While I was away the past few days, I had a chance to catch up on some reading. As I have stated in a few of my recent posts, I am reading Mark Rippetoe, a great strength coach in his own right. In the one chapter I just finished, he made it very clear that too many people think or market that they can train you for purely aesthetics, which is a bunch of baloney. I have been the victim of this type of thinking before as well. When I get my bodybuilders ready for a show, I train them for performance and as athletes, not some guys looking for a bigger bicep. Why? Because what we are after, even if you don’t actually have to perform, is an athletic physique. Now, that can vary widely; you may be after a gymansts physique, a sprinters, a linebackers or a dancers. But how did they achieve those looks?
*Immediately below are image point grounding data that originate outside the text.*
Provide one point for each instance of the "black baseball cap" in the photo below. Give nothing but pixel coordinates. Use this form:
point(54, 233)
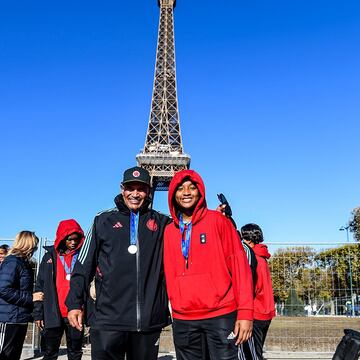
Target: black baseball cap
point(136, 174)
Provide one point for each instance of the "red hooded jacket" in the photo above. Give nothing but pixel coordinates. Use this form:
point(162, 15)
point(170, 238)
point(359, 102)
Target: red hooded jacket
point(218, 279)
point(264, 306)
point(65, 228)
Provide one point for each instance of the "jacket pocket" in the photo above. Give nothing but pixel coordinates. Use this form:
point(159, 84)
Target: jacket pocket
point(197, 292)
point(98, 289)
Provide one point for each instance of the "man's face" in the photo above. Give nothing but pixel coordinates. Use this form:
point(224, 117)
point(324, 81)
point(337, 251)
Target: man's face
point(2, 255)
point(187, 195)
point(134, 194)
point(72, 241)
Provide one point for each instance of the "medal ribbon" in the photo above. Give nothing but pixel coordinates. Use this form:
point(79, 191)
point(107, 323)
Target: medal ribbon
point(73, 261)
point(134, 222)
point(185, 237)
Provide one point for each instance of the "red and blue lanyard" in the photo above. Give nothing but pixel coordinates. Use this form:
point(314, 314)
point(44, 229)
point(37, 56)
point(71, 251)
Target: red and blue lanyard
point(134, 222)
point(66, 267)
point(185, 230)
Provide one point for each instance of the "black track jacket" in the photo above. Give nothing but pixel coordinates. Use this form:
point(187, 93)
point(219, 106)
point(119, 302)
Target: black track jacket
point(130, 289)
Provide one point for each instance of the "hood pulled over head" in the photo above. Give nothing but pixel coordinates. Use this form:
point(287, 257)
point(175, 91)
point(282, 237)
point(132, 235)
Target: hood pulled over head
point(66, 228)
point(179, 178)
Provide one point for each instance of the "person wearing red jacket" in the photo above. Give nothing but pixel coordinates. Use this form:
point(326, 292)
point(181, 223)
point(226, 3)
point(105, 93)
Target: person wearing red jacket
point(51, 289)
point(264, 306)
point(208, 277)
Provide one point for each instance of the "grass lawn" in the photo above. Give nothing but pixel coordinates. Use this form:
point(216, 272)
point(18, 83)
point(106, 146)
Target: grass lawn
point(314, 333)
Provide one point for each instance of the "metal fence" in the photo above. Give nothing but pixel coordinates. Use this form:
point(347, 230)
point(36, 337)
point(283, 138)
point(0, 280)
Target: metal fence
point(316, 289)
point(317, 294)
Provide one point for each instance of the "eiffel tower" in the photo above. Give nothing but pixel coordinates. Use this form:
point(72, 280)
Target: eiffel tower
point(163, 154)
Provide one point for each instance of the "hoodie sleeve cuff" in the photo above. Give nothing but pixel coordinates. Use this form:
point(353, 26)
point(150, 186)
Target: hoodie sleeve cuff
point(245, 315)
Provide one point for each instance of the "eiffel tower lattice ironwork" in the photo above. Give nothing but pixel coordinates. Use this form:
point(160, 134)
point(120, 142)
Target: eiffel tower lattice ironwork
point(163, 154)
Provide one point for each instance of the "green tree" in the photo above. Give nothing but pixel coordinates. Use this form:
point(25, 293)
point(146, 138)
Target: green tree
point(336, 263)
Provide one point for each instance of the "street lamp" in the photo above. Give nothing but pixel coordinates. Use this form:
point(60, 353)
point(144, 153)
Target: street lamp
point(343, 228)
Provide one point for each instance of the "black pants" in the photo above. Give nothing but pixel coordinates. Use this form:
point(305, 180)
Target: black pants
point(218, 332)
point(260, 330)
point(247, 350)
point(113, 345)
point(12, 338)
point(51, 340)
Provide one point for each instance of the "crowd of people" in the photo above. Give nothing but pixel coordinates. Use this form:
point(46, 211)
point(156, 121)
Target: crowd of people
point(133, 263)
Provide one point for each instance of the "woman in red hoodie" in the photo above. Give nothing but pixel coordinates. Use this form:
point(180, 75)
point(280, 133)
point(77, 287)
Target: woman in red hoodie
point(264, 306)
point(51, 289)
point(208, 277)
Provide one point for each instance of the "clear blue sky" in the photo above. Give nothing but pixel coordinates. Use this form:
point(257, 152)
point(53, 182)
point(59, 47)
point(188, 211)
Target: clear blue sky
point(268, 95)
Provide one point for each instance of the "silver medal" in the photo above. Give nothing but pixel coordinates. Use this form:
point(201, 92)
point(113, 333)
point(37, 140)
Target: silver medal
point(132, 249)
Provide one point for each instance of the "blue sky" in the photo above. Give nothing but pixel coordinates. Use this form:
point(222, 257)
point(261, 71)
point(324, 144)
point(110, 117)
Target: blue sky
point(268, 97)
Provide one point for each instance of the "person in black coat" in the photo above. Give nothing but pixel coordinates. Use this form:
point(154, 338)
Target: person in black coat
point(16, 301)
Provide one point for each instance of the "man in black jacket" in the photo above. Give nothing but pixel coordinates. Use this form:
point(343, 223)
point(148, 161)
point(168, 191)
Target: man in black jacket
point(124, 251)
point(52, 286)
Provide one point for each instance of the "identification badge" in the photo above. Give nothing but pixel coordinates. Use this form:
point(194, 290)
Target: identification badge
point(132, 249)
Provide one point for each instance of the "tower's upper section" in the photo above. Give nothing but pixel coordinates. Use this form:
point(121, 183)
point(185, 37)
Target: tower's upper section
point(167, 3)
point(163, 152)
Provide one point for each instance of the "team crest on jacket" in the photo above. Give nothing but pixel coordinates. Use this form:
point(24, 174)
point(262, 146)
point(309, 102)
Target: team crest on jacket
point(151, 225)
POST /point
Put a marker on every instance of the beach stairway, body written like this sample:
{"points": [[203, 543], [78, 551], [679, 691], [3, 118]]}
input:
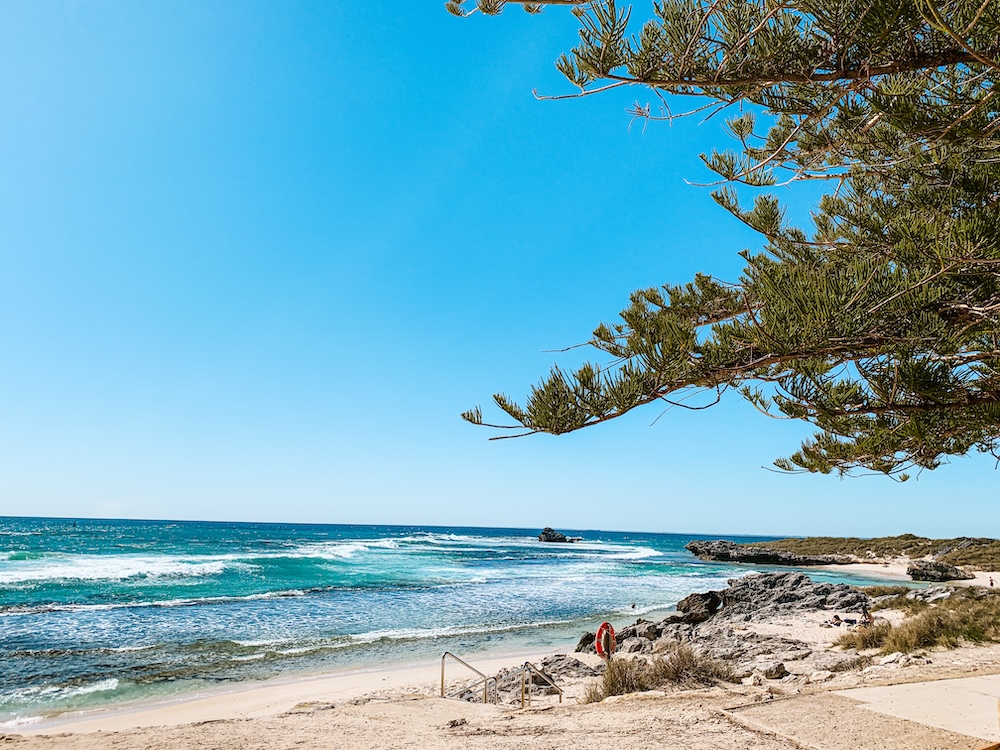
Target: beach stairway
{"points": [[504, 687]]}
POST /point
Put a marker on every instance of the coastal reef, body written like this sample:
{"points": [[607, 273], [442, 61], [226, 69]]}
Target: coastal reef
{"points": [[722, 550], [715, 624], [551, 535]]}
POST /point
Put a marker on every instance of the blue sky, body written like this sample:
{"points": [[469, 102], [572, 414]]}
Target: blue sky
{"points": [[257, 258]]}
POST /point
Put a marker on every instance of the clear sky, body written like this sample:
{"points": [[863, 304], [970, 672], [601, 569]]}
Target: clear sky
{"points": [[257, 257]]}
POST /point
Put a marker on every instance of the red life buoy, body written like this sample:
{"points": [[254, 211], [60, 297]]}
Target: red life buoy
{"points": [[605, 640]]}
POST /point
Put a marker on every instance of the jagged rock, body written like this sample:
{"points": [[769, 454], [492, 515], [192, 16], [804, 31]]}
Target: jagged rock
{"points": [[551, 535], [725, 551], [766, 594], [699, 607], [635, 646], [935, 570]]}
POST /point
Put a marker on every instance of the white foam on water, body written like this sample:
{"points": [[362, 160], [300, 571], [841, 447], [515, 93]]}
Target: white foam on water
{"points": [[115, 568], [57, 693], [19, 721], [411, 634]]}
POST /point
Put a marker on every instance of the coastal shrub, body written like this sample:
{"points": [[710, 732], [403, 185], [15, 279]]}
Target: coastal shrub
{"points": [[867, 637], [875, 592], [625, 676], [850, 665], [682, 667], [983, 554], [970, 615], [902, 604], [685, 666]]}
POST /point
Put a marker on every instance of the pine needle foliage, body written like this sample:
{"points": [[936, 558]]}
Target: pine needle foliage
{"points": [[878, 323]]}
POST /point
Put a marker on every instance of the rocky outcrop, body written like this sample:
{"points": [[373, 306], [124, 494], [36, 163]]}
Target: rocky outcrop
{"points": [[721, 550], [551, 535], [936, 571], [713, 622]]}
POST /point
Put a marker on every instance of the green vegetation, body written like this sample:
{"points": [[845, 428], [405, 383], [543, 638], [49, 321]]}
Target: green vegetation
{"points": [[976, 553], [969, 615], [877, 321], [683, 667], [877, 591]]}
Simpy, they trained for performance and ate like an athlete. There are no secrets besides this fact. If you are a coach or a trainer reading this, train your clients for performance. If you have athletes, well then you should always be training them for performance. If you are a trainee reading this, then tell your trainer or coach what look you are after and have them design a program based on what an athlete would in order to perform. Happy New Year!